La relación entre romanos e íberos fue mucho más truculenta de lo que había sido con los cartagineses. Resulta evidente que, a diferencia de los cartagineses, los romanos nunca llegaron a entender del todo el carácter íbero. Si Amílcar y sus sucesores tardaron menos de veinte años en establecer un dominio sobre los autóctonos, los itálicos tuvieron que guerrear durante doscientos antes de lograr someter a los últimos defensores cántabros. Para entonces la gobierno republicano había dado paso ya a un nuevo imperio, y gran parte de la sociedad íbera del sur y el este había aceptado, a regañadientes, aquellos nuevos señores. Unos gobernantes que, a diferencia de los púnicos, trataron en todo momento de ahogar la naturaleza íbera para convertirla a las formas latinas, lo cual explicaría tal oposición. La arquitectura, la tecnología, la religión y, sobre todo, la lengua sustituyeron a sus contrapartidas íberas. Iberia dejó de ser Iberia y se convirtió en Hispania, una provincia más de una bestia gorda y aún así siempre hambrienta.

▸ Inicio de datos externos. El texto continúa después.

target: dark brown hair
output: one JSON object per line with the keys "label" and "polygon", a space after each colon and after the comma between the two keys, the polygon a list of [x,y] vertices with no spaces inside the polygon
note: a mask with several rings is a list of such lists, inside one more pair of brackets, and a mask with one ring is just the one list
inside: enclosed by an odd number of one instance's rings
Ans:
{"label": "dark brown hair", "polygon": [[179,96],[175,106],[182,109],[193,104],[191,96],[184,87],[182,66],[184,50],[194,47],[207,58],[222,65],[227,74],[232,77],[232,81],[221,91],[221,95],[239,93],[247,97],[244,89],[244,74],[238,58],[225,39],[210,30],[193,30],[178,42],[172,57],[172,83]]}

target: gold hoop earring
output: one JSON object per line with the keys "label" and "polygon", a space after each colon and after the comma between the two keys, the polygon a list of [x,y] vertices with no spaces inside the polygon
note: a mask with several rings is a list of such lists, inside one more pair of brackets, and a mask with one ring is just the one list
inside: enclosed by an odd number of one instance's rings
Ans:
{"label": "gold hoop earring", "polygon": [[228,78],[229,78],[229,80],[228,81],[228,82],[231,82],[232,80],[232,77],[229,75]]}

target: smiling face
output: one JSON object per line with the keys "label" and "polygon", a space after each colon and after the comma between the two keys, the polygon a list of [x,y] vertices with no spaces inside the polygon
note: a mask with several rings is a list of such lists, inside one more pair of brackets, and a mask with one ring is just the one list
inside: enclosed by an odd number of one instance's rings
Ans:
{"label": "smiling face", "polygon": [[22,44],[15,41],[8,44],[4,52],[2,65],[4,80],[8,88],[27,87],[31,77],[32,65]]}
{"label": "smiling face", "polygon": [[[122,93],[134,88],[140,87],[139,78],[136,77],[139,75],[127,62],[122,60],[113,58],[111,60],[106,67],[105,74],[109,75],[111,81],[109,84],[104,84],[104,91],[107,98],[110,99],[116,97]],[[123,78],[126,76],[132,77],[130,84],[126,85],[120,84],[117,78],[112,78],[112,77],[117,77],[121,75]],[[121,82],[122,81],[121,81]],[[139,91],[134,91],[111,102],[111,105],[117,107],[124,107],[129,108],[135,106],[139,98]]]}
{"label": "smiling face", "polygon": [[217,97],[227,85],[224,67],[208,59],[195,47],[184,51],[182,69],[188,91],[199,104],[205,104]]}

La resistencia resultó ser fútil. Más tarde que pronto, todos los pueblos autóctonos acabaron por ser sometidos. En mayor o menor medida, la población local fue siendo sustituida por colonos llegados de la Península itálica durante un largo proceso de romanización. Se trataba de grandes terratenientes, generalmente militares recompensados con tierras por sus méritos, que uno tras otro fueron asentándose en grandes fincas. Eran los auténticos hispanos, que de manera inevitable acabaron por mezclarse con los locales. De este modo, el legado íbero se difuminó hasta desaparecer. En cualquier caso, no hay que llevarse al engaño: si los cartagineses no hubiesen sido desalojados también se habrían impuesto culturalmente.

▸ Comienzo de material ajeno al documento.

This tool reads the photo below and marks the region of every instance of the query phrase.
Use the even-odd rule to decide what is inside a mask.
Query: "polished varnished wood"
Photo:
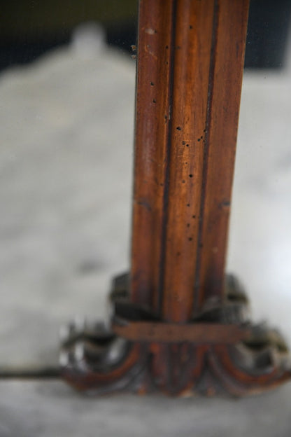
[[[140,7],[132,296],[185,322],[222,298],[248,1]]]
[[[62,371],[97,393],[234,396],[291,377],[225,275],[248,0],[140,0],[129,275],[109,328],[72,325]]]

Aunque esta pérdida de la cultura íbera puede parecer horrible, una reflexión sosegada nos debería hacer ver el increíble avance que supuso la presencia romana para nuestros antecesores. Quizás perdimos el indómito carácter de aquellos guerreros de leyenda –idealizados del mismo modo que hacemos con esos galos cabezotas de los cómics–; quizás ya no hubo más Damas ni queda rastro alguno que nos desvele el significado de su idioma, pero todo cuanto ocurrió nos ha llevado a la sociedad que ahora mismo somos. Somos hijos de Roma… aunque también nietos de Iberia.
Queda patente, pues, la importancia que tuvo la sociedad íbera y su peso en las decisiones que tomaron tanto cartagineses como romanos. Por mucho que el protagonismo de estas dos grandes civilizaciones sea casi absoluto en la literatura y en la mayoría de manifestaciones culturales, la historia de aquellos siglos no podría entenderse sin el pueblo íbero. Aníbal nunca habría sido Aníbal sin Escipión, pero ninguno de los dos habría sido lo mismo sin los hombres y mujeres de Iberia.